How To Write A Congruent Triangles Geometry Proof 7 Steps

It may be beneficial to sketch a first diagram that is not accurate and re-draw it a second time to look better. If your diagram has two overlapping triangles, try redrawing them as separate triangles. It will be much easier to find and mark the congruent pieces. If your diagram does not have two triangles, you might have a different kind of proof. Double check to make sure the problem asks you to prove congruency of two triangles.

For example: Using the following givens, prove that triangle ABC and CDE are congruent: C is the midpoint of AE, BE is congruent to DA. If C is the midpoint of AE, then AC must be congruent to CE because of the definition of a midpoint. This allows you prove that at least one of the sides of both of the triangles are congruent. If BE is congruent to DA then BC is congruent to CD because C is also the midpoint of AD. You now have two congruent sides. Also, because BE is congruent to DA, angle BCA is congruent to DCE because vertical angles are congruent.

Side-side-side (SSS): both triangles have three sides that equal to each other. Side-angle-side (SAS): two sides of the triangle and their included angle (the angle between the two sides) are equal in both triangles. Angle-side-angle (ASA): two angles of each triangle and their included side are equal. Angle-angle-side (AAS): two angles and a non-included side of each triangle are equal. Hypotenuse leg (HL): the hypotenuse and one leg of each triangle are equal. This only applies to right triangles. For example: Because you were able to prove that two sides with their included angle were congruent, you would use side-angle-side to prove that the triangles are congruent.

Write down what you are trying to prove as well. If you want to prove that triangle ABC is congruent to XYZ, write that at the top of your proof.
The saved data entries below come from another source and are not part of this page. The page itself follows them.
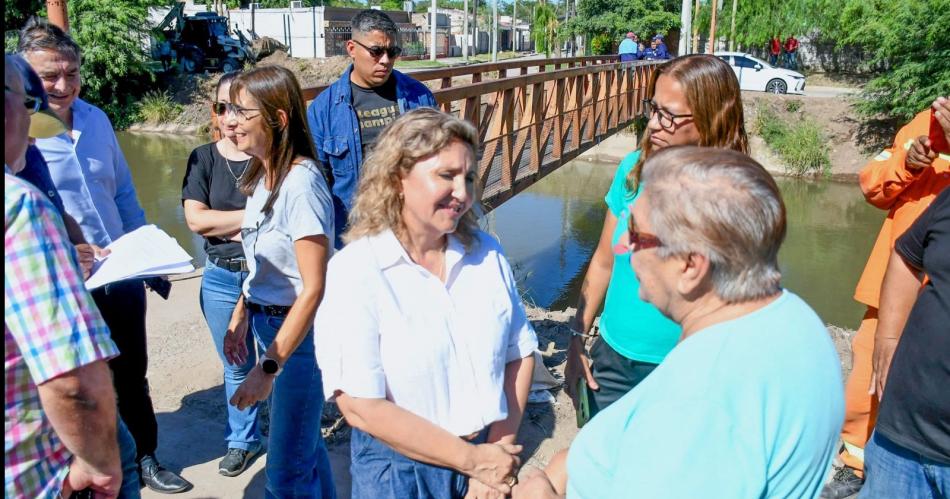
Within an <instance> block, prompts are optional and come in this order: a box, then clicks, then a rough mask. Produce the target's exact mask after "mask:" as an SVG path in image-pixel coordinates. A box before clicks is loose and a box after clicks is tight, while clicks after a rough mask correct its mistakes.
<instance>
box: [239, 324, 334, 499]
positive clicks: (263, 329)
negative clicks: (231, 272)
mask: <svg viewBox="0 0 950 499" xmlns="http://www.w3.org/2000/svg"><path fill="white" fill-rule="evenodd" d="M283 323H284V317H279V316H268V315H267V314H265V313H263V312H253V313H251V314H250V329H251V332H252V333H253V334H254V337H255V338H256V339H257V342H258V347H259V348H260V349H261V352H263V351H265V350H267V347H268V346H270V344H271V342H273V341H274V337H276V336H277V331H278V330H280V326H281V325H282V324H283ZM322 413H323V380H322V377H321V375H320V368H319V367H317V358H316V355H315V353H314V346H313V329H312V328H311V329H310V330H309V331H308V332H307V336H306V337H305V338H304V339H303V341H302V342H301V343H300V346H298V347H297V350H295V351H294V353H293V354H291V356H290V358H289V359H287V361H286V362H284V366H283V371H282V372H281V373H280V375H278V376H277V379H276V380H275V381H274V386H273V390H272V392H271V406H270V432H269V433H268V439H267V466H266V468H265V472H266V474H267V487H266V489H265V492H264V497H267V498H287V497H294V498H313V499H334V498H335V497H336V490H335V489H334V487H333V472H332V471H331V469H330V456H329V454H328V453H327V448H326V445H325V444H324V443H323V435H321V433H320V416H321V414H322Z"/></svg>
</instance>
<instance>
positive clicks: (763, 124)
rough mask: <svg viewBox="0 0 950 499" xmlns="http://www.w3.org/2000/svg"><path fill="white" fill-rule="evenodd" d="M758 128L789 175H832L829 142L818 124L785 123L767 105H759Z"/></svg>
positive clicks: (811, 120) (757, 129)
mask: <svg viewBox="0 0 950 499" xmlns="http://www.w3.org/2000/svg"><path fill="white" fill-rule="evenodd" d="M754 127H755V129H756V131H757V132H758V134H759V136H761V137H762V139H763V140H765V143H766V144H768V145H769V147H770V148H771V149H772V150H774V151H775V152H776V153H777V154H778V155H779V157H780V158H781V159H782V161H783V163H784V165H785V172H786V173H788V174H790V175H795V176H805V175H809V174H812V175H818V174H822V175H827V174H828V169H829V168H830V167H831V159H830V158H829V156H828V138H827V137H826V136H825V133H824V131H823V130H822V128H821V125H819V124H818V123H815V122H814V121H812V120H811V119H808V118H798V119H792V120H791V121H788V120H783V119H782V118H781V117H779V116H778V115H777V114H775V112H774V111H772V110H771V109H769V108H768V107H767V106H766V105H764V104H759V106H758V113H757V115H756V119H755V125H754Z"/></svg>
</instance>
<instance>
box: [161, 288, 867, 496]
mask: <svg viewBox="0 0 950 499" xmlns="http://www.w3.org/2000/svg"><path fill="white" fill-rule="evenodd" d="M199 286H200V279H199V278H197V277H192V278H188V279H181V280H176V281H175V282H174V286H173V288H172V292H171V296H170V297H169V299H168V300H167V301H164V300H161V299H160V298H158V297H157V296H156V295H155V294H154V293H149V297H148V319H147V322H148V334H149V345H148V346H149V357H150V362H149V380H150V386H151V393H152V400H153V402H154V405H155V411H156V414H157V416H158V424H159V449H158V456H159V459H160V461H161V462H162V463H163V464H165V465H166V466H167V467H169V468H170V469H173V470H176V471H180V472H181V473H182V474H183V475H184V476H185V478H187V479H188V480H190V481H191V482H192V483H194V485H195V488H194V489H192V490H191V491H189V492H187V493H184V494H180V495H177V496H176V497H180V498H234V497H253V498H257V497H262V496H263V487H264V482H265V477H264V463H265V461H266V459H267V456H266V454H265V455H264V456H261V457H260V458H259V459H257V460H256V461H255V462H254V463H253V464H252V465H251V466H250V467H249V469H248V470H246V471H245V472H244V473H243V474H241V475H240V476H237V477H234V478H227V477H223V476H221V475H219V474H218V473H217V463H218V460H219V459H220V458H221V456H222V455H223V454H224V451H225V447H226V445H225V443H224V434H225V410H226V408H225V396H224V388H223V386H222V382H221V370H222V368H221V361H220V360H219V359H218V357H217V355H216V354H215V352H214V347H213V344H212V342H211V337H210V335H209V333H208V330H207V327H206V325H205V322H204V319H203V318H202V316H201V311H200V309H199V307H198V290H199ZM572 315H573V311H572V310H568V311H563V312H550V311H545V310H542V309H530V310H529V317H530V319H531V321H532V323H533V324H534V326H535V329H536V330H537V332H538V338H539V343H540V347H539V349H540V350H541V352H542V357H543V359H544V364H545V366H546V367H547V368H548V369H549V370H550V371H551V372H553V373H554V375H555V377H557V378H558V379H561V375H562V374H563V369H564V358H565V349H566V346H567V339H568V336H567V326H566V323H567V320H568V319H569V318H570V317H571V316H572ZM829 334H831V336H832V338H833V339H834V340H835V345H836V347H837V348H838V351H839V354H841V357H842V371H843V373H845V374H846V373H847V372H848V371H850V367H851V355H850V337H851V334H852V332H850V331H847V330H843V329H840V328H837V327H834V326H829ZM553 393H554V396H555V401H554V403H543V404H530V405H529V406H528V411H527V414H526V415H525V418H524V422H523V423H522V426H521V431H520V440H522V443H523V444H524V447H525V448H524V452H523V454H522V458H523V461H524V462H526V463H527V464H530V465H534V466H539V467H542V466H544V465H545V464H547V462H548V461H549V460H550V459H551V457H552V456H553V455H554V454H555V453H557V452H558V451H559V450H561V449H563V448H566V447H568V446H569V445H570V442H571V441H572V440H573V438H574V436H575V435H576V434H577V428H576V424H575V416H574V409H573V407H572V406H571V402H570V399H568V398H567V395H565V394H564V392H563V390H561V389H556V390H553ZM330 412H332V411H328V413H330ZM327 416H329V417H327ZM327 416H325V419H324V433H325V434H328V438H327V446H328V448H329V451H330V458H331V463H332V466H333V472H334V480H335V483H336V486H337V488H338V493H339V497H340V498H346V497H349V491H350V475H349V432H348V429H347V428H346V425H345V424H342V422H339V421H338V420H337V419H336V418H335V417H334V416H335V415H330V414H328V415H327ZM331 427H333V428H335V429H334V430H332V431H331ZM143 496H144V497H146V498H159V497H168V496H163V495H160V494H156V493H154V492H152V491H150V490H148V489H143Z"/></svg>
This will also be the conclusion of your proof.

Some good definitions and postulates to know involve lines, angles, midpoints of a line, bisectors, alternating and interior angles, etc. You cannot prove a theorem with itself. If you’re trying to prove that base angles are congruent, you won’t be able to use “Base angles are congruent” as a reason anywhere in your proof.

Every step must be included even if it seems trivial. Read through the proof when you are done to check to see if it makes sense.